Classic French puff pastry, pâte feuilletée fine, has 729 layers of butter between 730 layers of dough, requires a minimum of 6-7 hours to make, and is used for only the most elegant French pastries. More casual French baking often uses a simpler puff pastry, pâte demi-feuilletée or pâte semi-feuilletée, which typically contains 72 layers of butter between 73 layers of dough (although it can be pushed to 648 layers of butter), and only takes 3-4 hours. But since much of that time is for resting the dough, puff pastry (and most pastry doughs) can be prepared days in advance and refrigerated, or months if frozen.

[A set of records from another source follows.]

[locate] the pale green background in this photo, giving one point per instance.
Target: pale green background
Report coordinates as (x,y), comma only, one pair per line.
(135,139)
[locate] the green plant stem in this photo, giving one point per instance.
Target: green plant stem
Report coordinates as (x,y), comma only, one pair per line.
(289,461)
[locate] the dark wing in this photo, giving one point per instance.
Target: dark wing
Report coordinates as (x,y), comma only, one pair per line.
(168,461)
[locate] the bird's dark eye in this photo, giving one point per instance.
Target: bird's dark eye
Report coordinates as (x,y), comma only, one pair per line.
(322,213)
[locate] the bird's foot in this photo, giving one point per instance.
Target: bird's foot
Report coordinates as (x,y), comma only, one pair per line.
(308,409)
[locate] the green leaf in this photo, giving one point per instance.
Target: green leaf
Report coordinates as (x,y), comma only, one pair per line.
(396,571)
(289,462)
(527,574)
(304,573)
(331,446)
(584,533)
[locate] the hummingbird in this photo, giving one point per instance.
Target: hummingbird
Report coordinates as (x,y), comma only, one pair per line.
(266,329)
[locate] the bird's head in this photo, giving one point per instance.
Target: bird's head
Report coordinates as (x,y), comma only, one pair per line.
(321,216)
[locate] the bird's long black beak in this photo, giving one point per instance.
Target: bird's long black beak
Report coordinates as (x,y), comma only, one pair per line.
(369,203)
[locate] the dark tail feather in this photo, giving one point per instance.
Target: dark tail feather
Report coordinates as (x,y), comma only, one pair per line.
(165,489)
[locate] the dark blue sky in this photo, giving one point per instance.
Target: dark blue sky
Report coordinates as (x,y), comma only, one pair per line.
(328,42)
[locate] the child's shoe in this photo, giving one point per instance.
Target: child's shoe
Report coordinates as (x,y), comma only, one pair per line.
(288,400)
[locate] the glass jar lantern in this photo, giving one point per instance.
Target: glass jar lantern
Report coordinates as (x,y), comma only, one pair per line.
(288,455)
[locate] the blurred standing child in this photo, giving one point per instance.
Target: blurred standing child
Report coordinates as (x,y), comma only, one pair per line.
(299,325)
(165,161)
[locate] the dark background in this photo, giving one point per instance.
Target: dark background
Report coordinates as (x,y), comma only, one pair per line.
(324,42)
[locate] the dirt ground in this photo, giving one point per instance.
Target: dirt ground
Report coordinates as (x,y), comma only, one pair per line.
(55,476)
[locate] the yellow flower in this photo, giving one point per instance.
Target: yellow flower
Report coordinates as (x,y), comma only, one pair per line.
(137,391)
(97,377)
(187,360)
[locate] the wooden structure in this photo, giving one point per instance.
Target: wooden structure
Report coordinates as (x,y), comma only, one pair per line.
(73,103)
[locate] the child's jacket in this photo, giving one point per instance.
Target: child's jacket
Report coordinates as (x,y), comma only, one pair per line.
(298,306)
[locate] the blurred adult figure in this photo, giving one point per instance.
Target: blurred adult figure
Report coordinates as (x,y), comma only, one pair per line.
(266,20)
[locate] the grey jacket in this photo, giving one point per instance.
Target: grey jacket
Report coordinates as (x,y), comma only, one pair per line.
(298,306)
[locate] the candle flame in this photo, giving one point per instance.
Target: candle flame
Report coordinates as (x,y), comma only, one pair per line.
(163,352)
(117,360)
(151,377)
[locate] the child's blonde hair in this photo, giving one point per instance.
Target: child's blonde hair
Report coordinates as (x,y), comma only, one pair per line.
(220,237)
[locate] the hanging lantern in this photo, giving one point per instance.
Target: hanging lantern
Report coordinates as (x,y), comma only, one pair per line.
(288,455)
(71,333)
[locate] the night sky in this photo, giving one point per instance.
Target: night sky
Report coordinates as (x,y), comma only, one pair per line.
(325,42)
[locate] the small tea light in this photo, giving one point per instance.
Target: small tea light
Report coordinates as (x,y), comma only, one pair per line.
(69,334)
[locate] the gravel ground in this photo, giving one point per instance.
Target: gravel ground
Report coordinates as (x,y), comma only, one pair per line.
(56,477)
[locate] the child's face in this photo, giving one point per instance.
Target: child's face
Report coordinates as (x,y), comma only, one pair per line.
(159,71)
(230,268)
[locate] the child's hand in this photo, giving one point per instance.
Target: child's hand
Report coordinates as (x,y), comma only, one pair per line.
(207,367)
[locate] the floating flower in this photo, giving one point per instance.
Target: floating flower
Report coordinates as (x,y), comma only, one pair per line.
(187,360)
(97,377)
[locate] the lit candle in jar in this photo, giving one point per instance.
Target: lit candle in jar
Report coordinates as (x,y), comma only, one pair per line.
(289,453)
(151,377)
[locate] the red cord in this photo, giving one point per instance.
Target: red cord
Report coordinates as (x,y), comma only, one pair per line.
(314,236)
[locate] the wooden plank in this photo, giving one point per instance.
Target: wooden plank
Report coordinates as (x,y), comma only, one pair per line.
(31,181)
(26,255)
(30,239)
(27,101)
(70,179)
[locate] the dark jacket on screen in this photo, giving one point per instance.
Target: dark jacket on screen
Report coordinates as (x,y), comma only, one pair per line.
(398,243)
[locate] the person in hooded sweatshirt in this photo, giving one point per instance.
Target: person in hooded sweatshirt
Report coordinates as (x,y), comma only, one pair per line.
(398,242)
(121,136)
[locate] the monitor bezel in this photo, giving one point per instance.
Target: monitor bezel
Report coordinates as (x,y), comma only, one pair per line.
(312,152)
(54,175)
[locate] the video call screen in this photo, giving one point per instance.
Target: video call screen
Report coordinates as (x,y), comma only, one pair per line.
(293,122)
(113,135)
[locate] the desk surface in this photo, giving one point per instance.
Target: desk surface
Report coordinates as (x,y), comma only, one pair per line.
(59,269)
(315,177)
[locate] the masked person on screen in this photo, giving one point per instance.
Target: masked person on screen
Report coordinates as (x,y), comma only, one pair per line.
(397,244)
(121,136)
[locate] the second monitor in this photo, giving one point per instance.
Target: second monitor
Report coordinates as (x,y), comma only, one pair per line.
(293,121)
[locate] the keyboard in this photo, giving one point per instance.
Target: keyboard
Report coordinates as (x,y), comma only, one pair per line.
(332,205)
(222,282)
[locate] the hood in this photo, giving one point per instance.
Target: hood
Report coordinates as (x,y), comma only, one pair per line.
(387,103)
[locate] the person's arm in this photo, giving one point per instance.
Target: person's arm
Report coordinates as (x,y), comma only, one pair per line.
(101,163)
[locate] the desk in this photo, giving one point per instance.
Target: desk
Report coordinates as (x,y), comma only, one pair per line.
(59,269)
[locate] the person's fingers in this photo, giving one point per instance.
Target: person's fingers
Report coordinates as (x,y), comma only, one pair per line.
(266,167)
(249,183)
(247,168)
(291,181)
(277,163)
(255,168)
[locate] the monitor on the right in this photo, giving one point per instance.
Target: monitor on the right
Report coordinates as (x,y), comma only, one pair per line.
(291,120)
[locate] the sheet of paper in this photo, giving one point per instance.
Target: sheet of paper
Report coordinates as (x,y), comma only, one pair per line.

I was starting with the simpler puff pastry, pâte demi-feuilletée. I prepared the dough and made the first 2 folds the evening before. In morning, I did the final 2 folds. Then refrigerated the finished puff pastry until the evening when it was ready to make the tart.

Making puff pastry (pâte demi-feuilletée)
Making puff pastry (pâte demi-feuilletée)

If you’ve ever made pie dough (pâte brisée), then making puff pastry is a natural progression. You start with a dough similar to a pie dough… the magic happens when you start layer in the butter and start the folding.

The trick and learning curve is getting the butter to be pliable while still cold. The recipe clearly describes and illustrates how to do this… and while newbies (myself included) will be reasonably successful on the first try, better results will come with practice.

With my puff pastry finished and rested in the fridge, assembling the tart was relatively quick and simple. The pastry bottom is lined with slices of blue cheese, folded over like a galette to form a rim, and a cream-egg sauce mixture is added. Top it with a latticed puff pastry layer, chill, then bake.

This blue cheese tart is crispy, crunchy and packed with flavour, between the blue cheese and the butter-packed pastry. It’s rich without being heavy. Easily serves 6 people (or 8 appetizer portions).

As a bonus whenever working with puff pastry, dough trimmings are saved to make delicious palmier cookies!